Encumbrance or allocating funds for future expenses can help you better plan your funds and costs. It also lets you notice over-budgetary spending and nip maverick tail spending in the bud.

Accurate reporting

Encumbrances are accounted for in the balance sheet as reserved fund balances and can be adjusted or carried forward at the end of a financial year. This helps you accurately report financial data at the end of the year by verifying them and adjusting encumbrances against POs or other documents. 

Increased transparency 

Encumbrance helps you monitor expenditures and allocate funds. This helps improve transparency between departments and ensures every penny has been accounted for with a purchase. Encumbrance also enables you to take control of your finances and prevent fraud from occurring. 

Implementing AP automation for budget control

Implementing the correct AP automation solution to automate your financial processes and ensure each encumbrance is accounted for without increasing your accountants’ manual workload is essential. AP automation solutions like ClearTech let you manage all vendor-related documents like purchase orders and purchase requisitions on a single platform and sync information back to your accounting system once an invoice has been received. This aids your accountants in timely book closing and adding journal entries when an encumbrance has been paid. 

ClearTech also gives you complete visibility into your finances in the form of interactive dashboards and lets you gain control over your budgets. It also helps you grab significant early payment discounts and avoid overspending on your vendor payments.

Conclusion

Encumbrance is the process of setting aside funds for expenses that are legally obliged but haven’t been paid yet. Encumbrance accounting is the process of accounting for encumbrances and recording them in the general ledger as a transaction to the encumbrance account. The funds allocated in this account will not be used for any other purpose. Encumbrance accounting is standard in government and nonprofit organizations to better manage funds and budget expenses. This can be done for future vendor payments against purchase orders or purchase requisitions or can be set aside for tax, mortgage, debt or legal payments. Encumbrance is performed in three steps - pre-encumbrance, encumbrance and expenditure and is recorded in two journal entries. 

This method of accounting helps institutions set better budgets and control overspending and maverick spending. It also increases transparency between departments and aids in correct financial reporting. Implementing AP automation software can significantly help companies sync data for accurate encumbrance accounting and gain control over their finances.

Frequently Asked Questions

What is an encumbrance accounting entry?

The encumbrance accounting entry is done for funds set aside for future expenses that are liable to be paid. These expenses have not been billed yet, but money has been set aside from the company’s budgets.

What is an encumbrance balance?

An encumbrance balance refers to restricted funds that have been set aside for known future expenses of a company.

What is the difference between encumbrance and accrual?
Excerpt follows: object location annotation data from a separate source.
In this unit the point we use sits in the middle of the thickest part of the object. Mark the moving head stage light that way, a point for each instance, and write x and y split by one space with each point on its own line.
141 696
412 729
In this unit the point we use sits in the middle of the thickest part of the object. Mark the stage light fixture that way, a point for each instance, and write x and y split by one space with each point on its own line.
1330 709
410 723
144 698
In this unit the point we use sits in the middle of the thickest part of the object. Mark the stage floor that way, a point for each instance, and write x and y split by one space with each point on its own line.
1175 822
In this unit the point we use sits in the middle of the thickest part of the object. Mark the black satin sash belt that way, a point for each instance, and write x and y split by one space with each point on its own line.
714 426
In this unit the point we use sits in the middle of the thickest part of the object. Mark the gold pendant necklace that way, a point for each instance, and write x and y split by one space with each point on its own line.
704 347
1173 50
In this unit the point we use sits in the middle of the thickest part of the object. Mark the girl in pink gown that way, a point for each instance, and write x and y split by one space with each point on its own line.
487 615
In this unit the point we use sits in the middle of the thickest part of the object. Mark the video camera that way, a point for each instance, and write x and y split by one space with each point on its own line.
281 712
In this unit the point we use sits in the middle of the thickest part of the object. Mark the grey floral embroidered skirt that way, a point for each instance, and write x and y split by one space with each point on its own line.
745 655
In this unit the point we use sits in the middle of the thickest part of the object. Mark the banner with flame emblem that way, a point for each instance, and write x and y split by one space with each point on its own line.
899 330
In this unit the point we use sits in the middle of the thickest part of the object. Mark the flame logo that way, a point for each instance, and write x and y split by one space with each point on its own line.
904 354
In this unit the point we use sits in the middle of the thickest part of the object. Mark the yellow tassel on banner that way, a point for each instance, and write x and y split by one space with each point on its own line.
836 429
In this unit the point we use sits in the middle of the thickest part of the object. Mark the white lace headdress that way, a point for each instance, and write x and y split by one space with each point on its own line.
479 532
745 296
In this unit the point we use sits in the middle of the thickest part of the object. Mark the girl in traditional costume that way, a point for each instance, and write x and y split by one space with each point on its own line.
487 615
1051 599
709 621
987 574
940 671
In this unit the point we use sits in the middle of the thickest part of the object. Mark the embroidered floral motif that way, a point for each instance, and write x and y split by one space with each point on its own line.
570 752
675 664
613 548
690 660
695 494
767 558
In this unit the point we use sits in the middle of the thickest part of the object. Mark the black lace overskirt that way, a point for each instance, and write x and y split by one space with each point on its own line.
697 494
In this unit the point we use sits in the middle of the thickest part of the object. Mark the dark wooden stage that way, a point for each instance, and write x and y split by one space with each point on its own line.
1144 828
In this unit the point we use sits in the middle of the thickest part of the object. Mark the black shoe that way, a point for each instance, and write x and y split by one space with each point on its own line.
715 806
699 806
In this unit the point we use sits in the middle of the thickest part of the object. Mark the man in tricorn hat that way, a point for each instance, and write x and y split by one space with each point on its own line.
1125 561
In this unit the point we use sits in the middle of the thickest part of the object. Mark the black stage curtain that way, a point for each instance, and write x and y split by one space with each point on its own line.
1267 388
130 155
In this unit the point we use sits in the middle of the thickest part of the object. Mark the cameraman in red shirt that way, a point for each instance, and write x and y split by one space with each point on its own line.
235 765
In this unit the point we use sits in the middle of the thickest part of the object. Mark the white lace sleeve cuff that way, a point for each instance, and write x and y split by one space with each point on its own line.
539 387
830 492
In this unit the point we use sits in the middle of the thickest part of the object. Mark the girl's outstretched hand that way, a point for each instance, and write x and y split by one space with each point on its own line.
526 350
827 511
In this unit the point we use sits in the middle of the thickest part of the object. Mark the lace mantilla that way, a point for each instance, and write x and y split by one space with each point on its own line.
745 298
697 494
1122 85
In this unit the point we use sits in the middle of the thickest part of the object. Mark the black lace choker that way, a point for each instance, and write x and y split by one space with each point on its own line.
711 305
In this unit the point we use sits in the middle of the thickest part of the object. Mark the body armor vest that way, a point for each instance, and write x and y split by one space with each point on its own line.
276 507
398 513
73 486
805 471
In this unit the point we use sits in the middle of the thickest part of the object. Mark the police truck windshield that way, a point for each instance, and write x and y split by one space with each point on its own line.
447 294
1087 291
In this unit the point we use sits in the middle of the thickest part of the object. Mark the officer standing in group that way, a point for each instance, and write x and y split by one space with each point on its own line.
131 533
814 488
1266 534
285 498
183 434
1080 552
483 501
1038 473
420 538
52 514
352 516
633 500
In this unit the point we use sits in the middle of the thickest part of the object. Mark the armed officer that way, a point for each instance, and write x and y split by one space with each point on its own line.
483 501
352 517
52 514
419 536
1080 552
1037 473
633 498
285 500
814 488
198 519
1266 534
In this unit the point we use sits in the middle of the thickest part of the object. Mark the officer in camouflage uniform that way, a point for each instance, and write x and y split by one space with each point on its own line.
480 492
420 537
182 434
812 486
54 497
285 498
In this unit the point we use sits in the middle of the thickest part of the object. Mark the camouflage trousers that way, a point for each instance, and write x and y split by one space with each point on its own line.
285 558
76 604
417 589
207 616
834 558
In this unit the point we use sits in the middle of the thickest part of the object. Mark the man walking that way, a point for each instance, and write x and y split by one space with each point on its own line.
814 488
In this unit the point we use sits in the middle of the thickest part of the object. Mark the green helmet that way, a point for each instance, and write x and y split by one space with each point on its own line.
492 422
Encumbrances are payment commitments owed to a company’s vendor or creditors for goods and services that have not been received yet. The company has set aside this amount, but hasn't been paid yet as the goods or services haven’t been supplied. Accruals are transactions between a company and its vendors or suppliers that have been recorded but not yet paid or received.

What is called encumbrances?

Encumbrances are the money set aside by a company for payments to its suppliers or creditors for future expenses.